The pics look good to me mate......I wouldnt worry about any slight lack of focus on a couple of them..it just adds to the raw quality and gives them a sense of movement....unless you are shooting in a studio with professional lighting it is hard to get perfectly lit, focused pics...you clearly have a talent :thumb:


----------



## ste247 (Mar 18, 2008)

IanStu said:


> The pics look good to me mate......I wouldnt worry about any slight lack of focus on a couple of them..it just adds to the raw quality and gives them a sense of movement....unless you are shooting in a studio with professional lighting it is hard to get perfectly lit, focused pics...you clearly have a talent :thumb:


 ive trained in that gym for years and the lighting isnt the best but like you say it gives the pics a raw quality, it also adds to the hardcore feel you get when you train there that you dont get in many gyms anymore.....


----------



## Jay.32 (Dec 12, 2008)

Fair doos to the guy, he's nearly as big as me!


----------



## Miike (Jun 11, 2009)

The pics look great. They have atmosphere!

And that guy is a unit!


----------



## jjb1 (Jun 28, 2007)

gumball, i like the shots and you did them for free and posted them...fair play

im sure you know this but just incase

i had some gym shots done in a old spit n saw dust gym same problem with bad light so photo guy bounced flash off the roof back down on me

worked well 

p.s wasnt nathan with pro lab a while back, cant remember for sure but they were picking up some young coloured guy with masses of potensial im sure he was called nathan.....


----------



## miles2345 (Mar 26, 2008)

Gumball said:


> thankyou miles. "to be fair" I have limited equipment and I do this for free, unlike most who charge.

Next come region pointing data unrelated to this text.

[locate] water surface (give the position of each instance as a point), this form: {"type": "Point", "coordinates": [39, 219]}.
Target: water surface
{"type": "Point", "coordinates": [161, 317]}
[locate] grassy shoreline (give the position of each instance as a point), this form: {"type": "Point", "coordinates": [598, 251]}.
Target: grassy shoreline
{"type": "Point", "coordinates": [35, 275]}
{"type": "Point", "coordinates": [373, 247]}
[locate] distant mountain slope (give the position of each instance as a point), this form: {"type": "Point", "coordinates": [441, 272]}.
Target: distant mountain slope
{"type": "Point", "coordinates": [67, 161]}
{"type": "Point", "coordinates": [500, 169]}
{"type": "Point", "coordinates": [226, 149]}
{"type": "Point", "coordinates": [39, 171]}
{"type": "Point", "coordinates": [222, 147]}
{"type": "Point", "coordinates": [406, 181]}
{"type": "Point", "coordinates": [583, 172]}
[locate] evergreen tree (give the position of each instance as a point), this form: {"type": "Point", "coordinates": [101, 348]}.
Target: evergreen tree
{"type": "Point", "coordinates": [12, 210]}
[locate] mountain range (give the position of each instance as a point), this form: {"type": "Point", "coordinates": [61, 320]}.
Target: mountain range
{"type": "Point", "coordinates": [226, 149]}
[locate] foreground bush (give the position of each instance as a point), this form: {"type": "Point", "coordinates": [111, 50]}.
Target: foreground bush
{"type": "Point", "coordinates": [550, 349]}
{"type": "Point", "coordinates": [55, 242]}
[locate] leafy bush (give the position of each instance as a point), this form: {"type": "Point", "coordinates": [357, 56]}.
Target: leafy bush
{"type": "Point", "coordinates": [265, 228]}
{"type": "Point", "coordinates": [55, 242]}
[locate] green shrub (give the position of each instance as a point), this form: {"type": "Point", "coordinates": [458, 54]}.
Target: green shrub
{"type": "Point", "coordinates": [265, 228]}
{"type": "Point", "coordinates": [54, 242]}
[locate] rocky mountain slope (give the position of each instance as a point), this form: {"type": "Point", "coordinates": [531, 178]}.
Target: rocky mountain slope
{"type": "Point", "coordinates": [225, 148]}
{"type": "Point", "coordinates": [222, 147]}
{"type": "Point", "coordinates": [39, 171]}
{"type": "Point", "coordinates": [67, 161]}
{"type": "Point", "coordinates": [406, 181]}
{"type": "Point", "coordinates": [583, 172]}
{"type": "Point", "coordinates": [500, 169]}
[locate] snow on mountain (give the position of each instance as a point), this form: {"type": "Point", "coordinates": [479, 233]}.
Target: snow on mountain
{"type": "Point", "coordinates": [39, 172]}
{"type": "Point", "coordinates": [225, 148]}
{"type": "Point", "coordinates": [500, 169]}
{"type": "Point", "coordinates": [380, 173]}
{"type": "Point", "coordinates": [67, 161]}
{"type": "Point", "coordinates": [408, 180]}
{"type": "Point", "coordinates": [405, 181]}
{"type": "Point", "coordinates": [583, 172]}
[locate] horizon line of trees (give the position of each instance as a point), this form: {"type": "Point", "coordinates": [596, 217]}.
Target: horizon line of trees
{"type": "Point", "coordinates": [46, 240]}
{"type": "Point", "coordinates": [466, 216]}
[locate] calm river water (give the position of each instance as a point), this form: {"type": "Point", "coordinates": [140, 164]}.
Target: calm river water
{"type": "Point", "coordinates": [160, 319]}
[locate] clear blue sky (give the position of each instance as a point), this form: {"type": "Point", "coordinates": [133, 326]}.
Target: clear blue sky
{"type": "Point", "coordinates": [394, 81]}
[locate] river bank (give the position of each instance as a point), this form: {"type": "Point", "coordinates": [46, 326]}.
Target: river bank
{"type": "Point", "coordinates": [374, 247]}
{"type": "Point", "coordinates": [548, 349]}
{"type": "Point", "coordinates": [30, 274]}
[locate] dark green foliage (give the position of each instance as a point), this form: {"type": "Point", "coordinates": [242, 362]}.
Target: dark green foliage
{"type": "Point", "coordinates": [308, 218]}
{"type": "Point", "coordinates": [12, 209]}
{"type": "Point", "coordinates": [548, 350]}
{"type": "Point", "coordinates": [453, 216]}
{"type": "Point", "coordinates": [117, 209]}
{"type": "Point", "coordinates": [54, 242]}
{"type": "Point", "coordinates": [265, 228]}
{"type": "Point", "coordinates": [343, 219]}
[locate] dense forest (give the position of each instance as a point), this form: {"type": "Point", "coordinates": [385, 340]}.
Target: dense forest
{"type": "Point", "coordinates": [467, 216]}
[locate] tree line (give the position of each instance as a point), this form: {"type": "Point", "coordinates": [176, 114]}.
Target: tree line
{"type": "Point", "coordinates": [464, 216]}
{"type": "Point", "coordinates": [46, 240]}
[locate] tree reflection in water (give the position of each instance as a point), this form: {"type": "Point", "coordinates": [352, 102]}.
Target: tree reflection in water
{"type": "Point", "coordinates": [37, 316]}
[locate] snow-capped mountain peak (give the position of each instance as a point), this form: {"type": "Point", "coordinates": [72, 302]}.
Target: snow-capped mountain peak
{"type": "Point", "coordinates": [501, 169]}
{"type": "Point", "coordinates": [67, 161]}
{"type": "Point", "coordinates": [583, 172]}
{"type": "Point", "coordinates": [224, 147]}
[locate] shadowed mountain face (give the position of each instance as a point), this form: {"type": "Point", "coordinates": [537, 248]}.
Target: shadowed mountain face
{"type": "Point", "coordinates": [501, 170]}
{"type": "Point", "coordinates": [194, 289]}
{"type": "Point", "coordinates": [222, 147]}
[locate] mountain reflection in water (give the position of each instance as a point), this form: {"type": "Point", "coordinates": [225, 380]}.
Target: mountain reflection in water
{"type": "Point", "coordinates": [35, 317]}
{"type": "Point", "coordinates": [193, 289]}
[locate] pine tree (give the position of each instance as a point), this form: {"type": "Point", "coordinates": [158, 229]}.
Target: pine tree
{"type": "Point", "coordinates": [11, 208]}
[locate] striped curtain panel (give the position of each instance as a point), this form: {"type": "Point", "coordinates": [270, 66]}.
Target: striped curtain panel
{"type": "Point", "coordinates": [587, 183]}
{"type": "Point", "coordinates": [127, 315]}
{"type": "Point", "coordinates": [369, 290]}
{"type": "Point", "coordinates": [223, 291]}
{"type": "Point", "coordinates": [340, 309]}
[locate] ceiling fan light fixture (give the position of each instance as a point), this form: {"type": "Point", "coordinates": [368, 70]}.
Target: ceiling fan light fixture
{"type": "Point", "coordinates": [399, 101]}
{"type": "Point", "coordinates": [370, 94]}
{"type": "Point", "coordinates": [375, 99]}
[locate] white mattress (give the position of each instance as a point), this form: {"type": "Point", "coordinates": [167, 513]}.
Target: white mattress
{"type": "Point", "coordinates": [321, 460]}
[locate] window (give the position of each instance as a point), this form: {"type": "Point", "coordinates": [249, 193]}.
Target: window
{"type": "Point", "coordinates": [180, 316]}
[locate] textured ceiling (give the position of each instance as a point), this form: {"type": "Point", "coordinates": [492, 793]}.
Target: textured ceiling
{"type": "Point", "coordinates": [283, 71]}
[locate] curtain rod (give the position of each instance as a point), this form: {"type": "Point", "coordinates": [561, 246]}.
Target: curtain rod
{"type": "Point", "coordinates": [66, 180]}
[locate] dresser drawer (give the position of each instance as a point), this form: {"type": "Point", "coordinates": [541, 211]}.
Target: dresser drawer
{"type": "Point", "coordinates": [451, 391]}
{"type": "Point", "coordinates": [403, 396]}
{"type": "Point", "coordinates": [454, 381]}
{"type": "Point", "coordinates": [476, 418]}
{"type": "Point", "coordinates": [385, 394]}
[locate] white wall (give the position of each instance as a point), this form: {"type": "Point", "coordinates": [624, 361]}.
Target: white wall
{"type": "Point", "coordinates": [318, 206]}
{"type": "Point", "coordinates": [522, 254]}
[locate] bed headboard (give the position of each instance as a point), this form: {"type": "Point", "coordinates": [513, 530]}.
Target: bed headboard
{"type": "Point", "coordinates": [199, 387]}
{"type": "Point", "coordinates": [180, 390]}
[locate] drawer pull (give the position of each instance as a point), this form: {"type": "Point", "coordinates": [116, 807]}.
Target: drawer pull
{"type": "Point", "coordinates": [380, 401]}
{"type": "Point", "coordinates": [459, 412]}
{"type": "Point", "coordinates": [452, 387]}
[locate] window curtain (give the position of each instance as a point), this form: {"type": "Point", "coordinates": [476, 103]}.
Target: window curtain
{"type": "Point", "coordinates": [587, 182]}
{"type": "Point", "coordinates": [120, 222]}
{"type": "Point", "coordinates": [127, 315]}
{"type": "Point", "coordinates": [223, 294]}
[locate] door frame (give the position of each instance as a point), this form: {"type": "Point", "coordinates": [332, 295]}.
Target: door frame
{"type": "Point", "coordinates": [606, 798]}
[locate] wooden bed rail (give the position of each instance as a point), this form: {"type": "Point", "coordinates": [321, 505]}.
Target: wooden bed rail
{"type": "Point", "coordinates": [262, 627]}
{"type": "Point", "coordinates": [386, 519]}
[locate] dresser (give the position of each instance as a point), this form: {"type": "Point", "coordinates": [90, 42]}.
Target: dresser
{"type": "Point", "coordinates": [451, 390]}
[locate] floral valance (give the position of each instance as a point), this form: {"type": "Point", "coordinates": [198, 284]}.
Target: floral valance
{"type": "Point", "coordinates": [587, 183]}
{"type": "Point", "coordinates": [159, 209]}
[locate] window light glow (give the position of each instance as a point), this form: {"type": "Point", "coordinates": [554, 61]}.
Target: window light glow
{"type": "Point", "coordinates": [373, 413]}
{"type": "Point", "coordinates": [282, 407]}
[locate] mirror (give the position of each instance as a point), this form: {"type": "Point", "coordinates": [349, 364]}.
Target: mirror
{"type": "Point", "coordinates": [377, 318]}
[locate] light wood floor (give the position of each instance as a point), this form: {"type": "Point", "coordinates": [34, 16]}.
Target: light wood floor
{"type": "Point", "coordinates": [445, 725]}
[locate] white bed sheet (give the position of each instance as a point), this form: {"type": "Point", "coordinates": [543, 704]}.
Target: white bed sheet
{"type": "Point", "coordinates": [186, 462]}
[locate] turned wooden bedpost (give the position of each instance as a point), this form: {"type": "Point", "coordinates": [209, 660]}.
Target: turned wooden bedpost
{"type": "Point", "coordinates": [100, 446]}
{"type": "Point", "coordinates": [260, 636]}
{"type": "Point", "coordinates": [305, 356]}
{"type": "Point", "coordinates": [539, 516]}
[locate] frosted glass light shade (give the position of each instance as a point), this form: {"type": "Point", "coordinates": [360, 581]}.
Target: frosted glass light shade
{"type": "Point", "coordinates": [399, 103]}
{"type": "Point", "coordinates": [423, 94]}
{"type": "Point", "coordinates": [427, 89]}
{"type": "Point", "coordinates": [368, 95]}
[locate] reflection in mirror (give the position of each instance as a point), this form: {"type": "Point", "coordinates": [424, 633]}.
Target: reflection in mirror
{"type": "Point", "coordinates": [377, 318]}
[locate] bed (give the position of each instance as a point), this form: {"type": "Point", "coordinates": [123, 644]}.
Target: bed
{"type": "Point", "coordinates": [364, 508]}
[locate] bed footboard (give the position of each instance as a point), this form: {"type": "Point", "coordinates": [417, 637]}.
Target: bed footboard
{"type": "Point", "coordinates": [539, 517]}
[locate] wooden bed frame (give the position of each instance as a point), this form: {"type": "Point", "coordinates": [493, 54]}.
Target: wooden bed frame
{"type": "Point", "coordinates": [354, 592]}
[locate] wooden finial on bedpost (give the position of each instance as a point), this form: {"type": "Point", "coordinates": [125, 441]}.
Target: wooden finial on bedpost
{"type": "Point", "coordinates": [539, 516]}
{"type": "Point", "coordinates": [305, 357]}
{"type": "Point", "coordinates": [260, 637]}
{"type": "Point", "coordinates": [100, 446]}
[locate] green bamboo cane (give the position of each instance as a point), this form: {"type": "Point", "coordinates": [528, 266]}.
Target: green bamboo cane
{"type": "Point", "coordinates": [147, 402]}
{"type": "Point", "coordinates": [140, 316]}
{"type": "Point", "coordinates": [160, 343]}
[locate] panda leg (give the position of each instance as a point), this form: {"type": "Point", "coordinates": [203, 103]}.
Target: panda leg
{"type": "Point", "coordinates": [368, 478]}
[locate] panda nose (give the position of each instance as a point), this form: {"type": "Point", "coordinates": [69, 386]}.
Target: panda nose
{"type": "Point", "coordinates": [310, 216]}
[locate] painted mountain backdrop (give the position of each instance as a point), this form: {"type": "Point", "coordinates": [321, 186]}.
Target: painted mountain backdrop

thats fine, but I was commenting on the pics, last time I checked that was allowed on a public board and as a photographer you would know Im right.



GHS said:


> My comment wasn't sh*tty at all.
> 
> *mine wasnt meant to be ****ty just stating an opinion*
> 
> ...


And........... Im over it:beer:


----------



## gunit (Dec 13, 2006)

Nathan is imo the next big thing in the heavyweight class,,,,,hes got it all simple as that!!


----------



## Gumball (May 9, 2006)

thanks for your feedback miles I'll take it on board... and I'm not a photographer, its just an interest that started when I did some photos for a friend last year. I'm dissapointed the photos aren't as sharp as my other ones but I'm happy with the overall effect and feel they're better than most could do - or would do for free. The only thing I find funny is that no one ever criticises the photos in beef and they're absolutely shocking in comparison.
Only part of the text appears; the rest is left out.